Adhering to best practices when packaging international cargo can enhance the safety and efficiency of your cargo during the shipping process. Protective internal packaging materials like bubble wrap or air-filled bags can cushion the goods during transit, reducing the risks of damage due to shocks or vibrations.

The external packaging should be sturdy enough to withstand the rigours of sea transit. This might involve using double-walled boxes for heavy items, utilising pallets for large shipments and even shrink-wrapping items together for stability.

Proper sealing ensures the contents remain secure within the package, while clear and accurate labelling aids in easy identification and handling of the packages at both the point of departure and the point of receipt. Labels should include information such as the receiver’s name and the number of packages, say package 1 of 10, alongside handling instructions. Safety Data Sheets [SDS] and dangerous goods markings will be required if you ship dangerous goods. 

Packages should be weatherproofed to protect against the environmental elements; this could involve waterproof materials, liners or sealing seams with weather-resistant tape.

Some items, such as fragile, hazardous or perishable goods, require special packaging considerations. Businesses should familiarise their suppliers and themselves with industry best practice methods when shipping these types of goods.

Technology and Packaging

Whenever international traders are shipping goods internationally that are required to be temperature controlled, they need to seek a shipping company that provides the monitoring required to keep the refrigerated cargo from spoiling. 

Perishable cargo would be shipped as Full Container Loads [FCL’s] in a refrigerated container (a reefer). The refrigeration panel would be set to the temperature required during the voyage. 

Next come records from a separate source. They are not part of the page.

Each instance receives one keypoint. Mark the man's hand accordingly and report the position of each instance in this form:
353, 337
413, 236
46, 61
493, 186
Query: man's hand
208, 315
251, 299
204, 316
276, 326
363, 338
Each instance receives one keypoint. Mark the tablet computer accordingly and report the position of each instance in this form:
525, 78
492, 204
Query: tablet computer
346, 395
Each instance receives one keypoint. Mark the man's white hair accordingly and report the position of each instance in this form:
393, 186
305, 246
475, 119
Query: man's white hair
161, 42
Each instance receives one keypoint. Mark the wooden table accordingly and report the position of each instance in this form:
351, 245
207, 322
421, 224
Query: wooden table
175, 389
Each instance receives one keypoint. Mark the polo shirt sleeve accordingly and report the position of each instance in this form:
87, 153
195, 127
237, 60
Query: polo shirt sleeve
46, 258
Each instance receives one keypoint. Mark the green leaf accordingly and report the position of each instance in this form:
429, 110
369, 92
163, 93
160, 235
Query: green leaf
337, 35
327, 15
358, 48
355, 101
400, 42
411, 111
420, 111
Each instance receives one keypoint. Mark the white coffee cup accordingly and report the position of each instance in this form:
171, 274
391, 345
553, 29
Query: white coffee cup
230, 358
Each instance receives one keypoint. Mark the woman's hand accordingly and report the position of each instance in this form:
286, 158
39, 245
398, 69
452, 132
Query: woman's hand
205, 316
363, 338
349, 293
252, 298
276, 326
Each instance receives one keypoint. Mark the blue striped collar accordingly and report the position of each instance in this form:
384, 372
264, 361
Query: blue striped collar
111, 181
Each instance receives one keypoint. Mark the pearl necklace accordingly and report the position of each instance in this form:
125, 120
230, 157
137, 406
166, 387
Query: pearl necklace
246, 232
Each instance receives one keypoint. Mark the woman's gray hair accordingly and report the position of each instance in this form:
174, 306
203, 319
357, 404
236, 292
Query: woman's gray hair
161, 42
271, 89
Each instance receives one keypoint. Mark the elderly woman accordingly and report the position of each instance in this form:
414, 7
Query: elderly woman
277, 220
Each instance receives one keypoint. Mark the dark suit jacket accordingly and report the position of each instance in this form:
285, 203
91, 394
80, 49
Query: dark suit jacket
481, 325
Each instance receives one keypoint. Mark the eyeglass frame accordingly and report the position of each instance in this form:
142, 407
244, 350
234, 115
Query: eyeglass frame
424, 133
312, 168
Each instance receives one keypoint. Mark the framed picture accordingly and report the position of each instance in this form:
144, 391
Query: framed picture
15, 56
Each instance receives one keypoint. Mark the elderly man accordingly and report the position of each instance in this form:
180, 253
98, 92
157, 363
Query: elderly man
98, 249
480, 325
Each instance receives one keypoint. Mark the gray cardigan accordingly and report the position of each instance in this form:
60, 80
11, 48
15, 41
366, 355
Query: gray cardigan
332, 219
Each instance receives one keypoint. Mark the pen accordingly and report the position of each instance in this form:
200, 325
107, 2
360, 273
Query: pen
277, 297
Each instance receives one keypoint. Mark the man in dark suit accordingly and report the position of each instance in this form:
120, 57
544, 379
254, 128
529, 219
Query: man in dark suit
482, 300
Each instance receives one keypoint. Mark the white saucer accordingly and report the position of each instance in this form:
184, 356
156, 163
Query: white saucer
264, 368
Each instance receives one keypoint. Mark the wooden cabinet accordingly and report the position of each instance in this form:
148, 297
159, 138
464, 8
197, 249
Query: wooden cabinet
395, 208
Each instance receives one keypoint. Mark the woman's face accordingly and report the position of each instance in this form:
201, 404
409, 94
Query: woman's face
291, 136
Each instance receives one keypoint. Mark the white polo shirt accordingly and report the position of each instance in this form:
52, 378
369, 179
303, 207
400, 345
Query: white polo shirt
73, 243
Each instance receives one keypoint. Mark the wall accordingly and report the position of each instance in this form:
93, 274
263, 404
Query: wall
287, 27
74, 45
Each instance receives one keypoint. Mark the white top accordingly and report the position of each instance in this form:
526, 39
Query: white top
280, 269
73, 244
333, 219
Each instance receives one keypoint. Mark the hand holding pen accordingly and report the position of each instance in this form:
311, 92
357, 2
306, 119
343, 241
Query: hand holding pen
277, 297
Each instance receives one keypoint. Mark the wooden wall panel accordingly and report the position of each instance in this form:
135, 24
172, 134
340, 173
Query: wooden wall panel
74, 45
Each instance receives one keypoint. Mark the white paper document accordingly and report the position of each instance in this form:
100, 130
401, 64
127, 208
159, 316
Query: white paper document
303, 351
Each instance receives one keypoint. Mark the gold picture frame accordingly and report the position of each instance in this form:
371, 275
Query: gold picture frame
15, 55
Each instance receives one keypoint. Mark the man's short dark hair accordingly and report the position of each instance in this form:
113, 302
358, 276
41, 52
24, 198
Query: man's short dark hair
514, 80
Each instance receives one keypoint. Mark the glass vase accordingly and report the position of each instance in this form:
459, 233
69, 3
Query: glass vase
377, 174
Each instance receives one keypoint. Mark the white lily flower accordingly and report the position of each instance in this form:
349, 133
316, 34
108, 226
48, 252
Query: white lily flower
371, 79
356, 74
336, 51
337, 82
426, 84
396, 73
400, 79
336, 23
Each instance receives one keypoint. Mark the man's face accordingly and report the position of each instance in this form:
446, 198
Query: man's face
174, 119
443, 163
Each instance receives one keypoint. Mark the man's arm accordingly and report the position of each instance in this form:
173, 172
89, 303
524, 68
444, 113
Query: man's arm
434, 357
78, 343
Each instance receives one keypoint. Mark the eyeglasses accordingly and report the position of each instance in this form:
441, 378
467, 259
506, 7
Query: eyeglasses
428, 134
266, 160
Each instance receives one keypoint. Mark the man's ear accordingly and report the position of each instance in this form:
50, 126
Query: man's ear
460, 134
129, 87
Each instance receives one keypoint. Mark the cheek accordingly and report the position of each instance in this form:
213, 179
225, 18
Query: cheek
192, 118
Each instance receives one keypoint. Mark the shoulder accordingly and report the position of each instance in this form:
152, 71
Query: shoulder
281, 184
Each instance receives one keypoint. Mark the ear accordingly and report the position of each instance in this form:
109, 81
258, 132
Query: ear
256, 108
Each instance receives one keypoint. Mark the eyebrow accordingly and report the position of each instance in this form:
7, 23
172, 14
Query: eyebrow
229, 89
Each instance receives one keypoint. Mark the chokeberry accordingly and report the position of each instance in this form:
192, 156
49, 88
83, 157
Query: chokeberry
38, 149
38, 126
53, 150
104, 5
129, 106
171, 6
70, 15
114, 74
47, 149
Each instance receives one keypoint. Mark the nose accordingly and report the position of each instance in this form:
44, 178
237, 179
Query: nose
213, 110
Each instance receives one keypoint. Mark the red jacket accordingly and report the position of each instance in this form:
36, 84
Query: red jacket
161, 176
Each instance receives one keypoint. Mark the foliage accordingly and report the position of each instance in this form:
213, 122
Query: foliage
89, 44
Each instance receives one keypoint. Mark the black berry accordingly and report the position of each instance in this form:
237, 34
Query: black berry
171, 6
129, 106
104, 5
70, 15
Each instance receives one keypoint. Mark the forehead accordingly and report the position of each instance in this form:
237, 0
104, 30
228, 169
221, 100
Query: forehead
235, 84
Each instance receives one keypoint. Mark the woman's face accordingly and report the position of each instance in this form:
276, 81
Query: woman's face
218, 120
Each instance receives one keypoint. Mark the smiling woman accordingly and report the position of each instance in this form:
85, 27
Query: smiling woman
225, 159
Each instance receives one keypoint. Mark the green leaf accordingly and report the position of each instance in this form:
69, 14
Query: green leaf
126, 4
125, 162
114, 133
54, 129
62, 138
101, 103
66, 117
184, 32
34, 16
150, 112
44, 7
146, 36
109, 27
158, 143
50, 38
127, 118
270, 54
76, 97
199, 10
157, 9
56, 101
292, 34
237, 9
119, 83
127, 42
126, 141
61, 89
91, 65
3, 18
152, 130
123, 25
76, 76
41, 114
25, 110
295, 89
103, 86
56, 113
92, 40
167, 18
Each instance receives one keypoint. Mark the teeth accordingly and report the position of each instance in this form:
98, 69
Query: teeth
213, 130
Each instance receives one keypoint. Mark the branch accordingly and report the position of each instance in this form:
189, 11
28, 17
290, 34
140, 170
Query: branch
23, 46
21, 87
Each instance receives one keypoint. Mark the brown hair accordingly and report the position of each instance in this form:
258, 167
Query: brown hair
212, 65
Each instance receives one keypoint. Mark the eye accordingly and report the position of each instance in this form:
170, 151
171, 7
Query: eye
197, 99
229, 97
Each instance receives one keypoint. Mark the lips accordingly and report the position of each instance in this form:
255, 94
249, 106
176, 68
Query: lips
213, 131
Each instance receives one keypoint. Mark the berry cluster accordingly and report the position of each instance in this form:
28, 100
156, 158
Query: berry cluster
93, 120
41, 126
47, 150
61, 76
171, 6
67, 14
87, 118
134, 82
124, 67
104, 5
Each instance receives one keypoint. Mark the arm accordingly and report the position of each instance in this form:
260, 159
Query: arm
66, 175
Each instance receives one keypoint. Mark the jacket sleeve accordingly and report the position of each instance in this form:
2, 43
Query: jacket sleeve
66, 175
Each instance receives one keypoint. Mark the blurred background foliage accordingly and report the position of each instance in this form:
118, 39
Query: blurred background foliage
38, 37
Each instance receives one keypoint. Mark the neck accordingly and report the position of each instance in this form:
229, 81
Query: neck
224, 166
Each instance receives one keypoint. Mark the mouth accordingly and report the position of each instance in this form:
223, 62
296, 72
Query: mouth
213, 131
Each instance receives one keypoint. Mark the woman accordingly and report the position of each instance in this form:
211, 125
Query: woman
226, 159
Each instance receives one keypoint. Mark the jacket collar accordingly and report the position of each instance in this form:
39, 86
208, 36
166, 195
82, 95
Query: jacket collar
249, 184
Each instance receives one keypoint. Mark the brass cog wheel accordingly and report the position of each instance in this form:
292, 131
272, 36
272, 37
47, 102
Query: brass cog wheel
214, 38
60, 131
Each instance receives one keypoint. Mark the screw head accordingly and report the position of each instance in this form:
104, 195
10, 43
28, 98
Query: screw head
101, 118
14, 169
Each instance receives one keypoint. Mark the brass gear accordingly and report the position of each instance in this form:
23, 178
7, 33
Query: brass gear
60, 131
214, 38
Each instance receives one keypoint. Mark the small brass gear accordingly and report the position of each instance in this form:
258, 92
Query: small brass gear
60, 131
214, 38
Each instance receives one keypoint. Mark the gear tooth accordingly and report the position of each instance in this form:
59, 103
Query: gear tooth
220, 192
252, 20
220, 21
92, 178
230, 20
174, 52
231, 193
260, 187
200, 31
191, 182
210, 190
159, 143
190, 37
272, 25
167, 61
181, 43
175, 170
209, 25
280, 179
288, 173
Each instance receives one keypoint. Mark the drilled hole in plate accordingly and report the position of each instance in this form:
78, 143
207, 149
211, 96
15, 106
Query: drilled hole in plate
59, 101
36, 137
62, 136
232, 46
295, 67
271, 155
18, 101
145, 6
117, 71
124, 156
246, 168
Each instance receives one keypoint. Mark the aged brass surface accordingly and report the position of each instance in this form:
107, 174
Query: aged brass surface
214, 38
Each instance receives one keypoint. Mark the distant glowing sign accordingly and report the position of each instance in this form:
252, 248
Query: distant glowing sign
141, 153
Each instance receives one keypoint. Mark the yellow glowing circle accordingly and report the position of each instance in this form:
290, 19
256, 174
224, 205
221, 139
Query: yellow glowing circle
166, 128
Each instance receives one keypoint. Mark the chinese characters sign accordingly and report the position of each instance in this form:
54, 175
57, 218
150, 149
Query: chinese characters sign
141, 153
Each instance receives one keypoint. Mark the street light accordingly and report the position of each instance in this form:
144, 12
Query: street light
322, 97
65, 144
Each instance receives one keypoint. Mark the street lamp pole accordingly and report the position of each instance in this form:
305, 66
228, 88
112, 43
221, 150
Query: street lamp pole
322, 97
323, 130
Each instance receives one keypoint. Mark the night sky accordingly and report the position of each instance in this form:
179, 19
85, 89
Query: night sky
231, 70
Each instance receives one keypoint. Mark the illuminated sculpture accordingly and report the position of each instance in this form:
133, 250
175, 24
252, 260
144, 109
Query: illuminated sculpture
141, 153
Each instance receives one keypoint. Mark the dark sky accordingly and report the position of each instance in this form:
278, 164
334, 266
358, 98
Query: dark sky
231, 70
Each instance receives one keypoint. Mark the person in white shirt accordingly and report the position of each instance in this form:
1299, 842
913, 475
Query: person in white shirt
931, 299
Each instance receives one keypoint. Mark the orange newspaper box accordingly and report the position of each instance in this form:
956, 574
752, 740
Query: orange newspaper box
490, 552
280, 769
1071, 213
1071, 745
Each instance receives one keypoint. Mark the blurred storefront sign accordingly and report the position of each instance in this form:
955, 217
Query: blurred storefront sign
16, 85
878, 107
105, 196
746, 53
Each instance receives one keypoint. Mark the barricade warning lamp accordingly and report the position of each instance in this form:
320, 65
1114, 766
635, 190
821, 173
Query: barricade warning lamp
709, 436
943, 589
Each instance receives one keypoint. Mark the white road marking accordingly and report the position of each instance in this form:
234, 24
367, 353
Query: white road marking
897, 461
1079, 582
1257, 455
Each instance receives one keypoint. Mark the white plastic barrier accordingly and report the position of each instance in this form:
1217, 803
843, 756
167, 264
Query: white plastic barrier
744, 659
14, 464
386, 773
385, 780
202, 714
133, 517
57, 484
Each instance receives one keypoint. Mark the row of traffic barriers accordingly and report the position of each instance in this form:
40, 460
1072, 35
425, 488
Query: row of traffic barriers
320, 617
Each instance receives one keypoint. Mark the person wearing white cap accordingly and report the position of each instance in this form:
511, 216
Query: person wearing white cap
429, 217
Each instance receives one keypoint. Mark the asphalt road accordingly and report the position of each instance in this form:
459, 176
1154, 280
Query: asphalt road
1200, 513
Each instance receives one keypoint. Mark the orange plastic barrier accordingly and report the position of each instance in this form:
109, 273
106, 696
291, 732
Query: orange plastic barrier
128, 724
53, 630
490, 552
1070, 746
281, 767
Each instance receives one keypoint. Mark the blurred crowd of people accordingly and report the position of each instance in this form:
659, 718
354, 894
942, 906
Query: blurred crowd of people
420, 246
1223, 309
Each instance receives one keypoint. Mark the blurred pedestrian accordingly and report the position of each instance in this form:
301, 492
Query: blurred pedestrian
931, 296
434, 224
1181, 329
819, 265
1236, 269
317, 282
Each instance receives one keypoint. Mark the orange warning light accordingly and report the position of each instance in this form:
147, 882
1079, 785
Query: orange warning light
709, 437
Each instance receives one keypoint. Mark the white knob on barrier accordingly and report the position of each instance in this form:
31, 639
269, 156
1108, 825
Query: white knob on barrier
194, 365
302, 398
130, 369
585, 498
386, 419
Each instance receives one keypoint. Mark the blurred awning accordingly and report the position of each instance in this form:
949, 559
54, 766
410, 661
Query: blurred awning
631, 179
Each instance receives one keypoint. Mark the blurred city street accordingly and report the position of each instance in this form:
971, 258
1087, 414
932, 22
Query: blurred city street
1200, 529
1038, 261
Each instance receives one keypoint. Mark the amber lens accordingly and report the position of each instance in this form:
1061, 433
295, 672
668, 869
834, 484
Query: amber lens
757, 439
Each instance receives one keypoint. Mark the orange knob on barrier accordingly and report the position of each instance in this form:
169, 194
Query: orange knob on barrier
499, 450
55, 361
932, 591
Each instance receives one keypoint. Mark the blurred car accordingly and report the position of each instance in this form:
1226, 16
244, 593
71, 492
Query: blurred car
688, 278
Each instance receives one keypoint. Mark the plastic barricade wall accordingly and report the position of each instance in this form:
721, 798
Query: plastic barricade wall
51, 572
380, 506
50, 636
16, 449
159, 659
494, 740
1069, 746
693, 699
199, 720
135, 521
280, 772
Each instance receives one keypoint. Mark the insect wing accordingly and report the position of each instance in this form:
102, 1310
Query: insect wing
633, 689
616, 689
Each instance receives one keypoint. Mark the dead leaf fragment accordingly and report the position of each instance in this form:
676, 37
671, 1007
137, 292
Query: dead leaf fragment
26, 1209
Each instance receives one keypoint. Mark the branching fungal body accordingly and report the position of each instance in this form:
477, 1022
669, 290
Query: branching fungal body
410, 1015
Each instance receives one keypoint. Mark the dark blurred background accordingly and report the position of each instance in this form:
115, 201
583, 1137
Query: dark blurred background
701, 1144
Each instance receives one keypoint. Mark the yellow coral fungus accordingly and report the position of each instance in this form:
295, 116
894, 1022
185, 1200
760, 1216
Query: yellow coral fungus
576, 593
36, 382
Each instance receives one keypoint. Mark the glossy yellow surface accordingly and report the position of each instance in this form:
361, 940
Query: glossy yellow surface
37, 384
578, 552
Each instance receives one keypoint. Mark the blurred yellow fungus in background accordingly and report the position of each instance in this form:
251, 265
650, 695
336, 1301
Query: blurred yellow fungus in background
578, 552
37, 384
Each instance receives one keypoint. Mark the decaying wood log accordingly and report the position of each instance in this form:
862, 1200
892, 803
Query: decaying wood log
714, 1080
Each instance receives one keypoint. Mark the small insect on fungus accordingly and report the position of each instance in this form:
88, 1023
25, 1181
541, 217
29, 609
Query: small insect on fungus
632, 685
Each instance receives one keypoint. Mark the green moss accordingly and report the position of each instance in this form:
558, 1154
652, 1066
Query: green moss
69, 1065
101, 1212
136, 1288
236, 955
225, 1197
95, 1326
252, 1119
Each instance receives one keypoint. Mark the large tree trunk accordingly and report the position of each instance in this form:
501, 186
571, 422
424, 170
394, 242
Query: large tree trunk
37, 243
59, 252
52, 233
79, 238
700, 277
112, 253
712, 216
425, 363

Importers can also implement other technological monitoring controls on their goods, such as QR codes, NFC (Near Field Communication) tags or RFID (Radio Frequency Identification) chips, providing information about the product authenticity, temperature changes or handling incidents.

Advanced tracking systems provide real-time visibility of a shipment’s status. GPS tracking allows businesses to monitor the exact location of their goods while in transit. IoT (Internet of Things) devices can provide data on the environmental conditions within the package, such as temperature or humidity, which is particularly useful for sensitive goods like pharmaceuticals or perishable food items.


Thoughtful, forward-thinking and compliant packaging is an investment that can enhance an international business’s efficiency, improve customer satisfaction, and boost a brand’s reputation. Businesses can ensure successful and efficient supply chains by viewing packaging as an integral part of their brand and customer experience journey.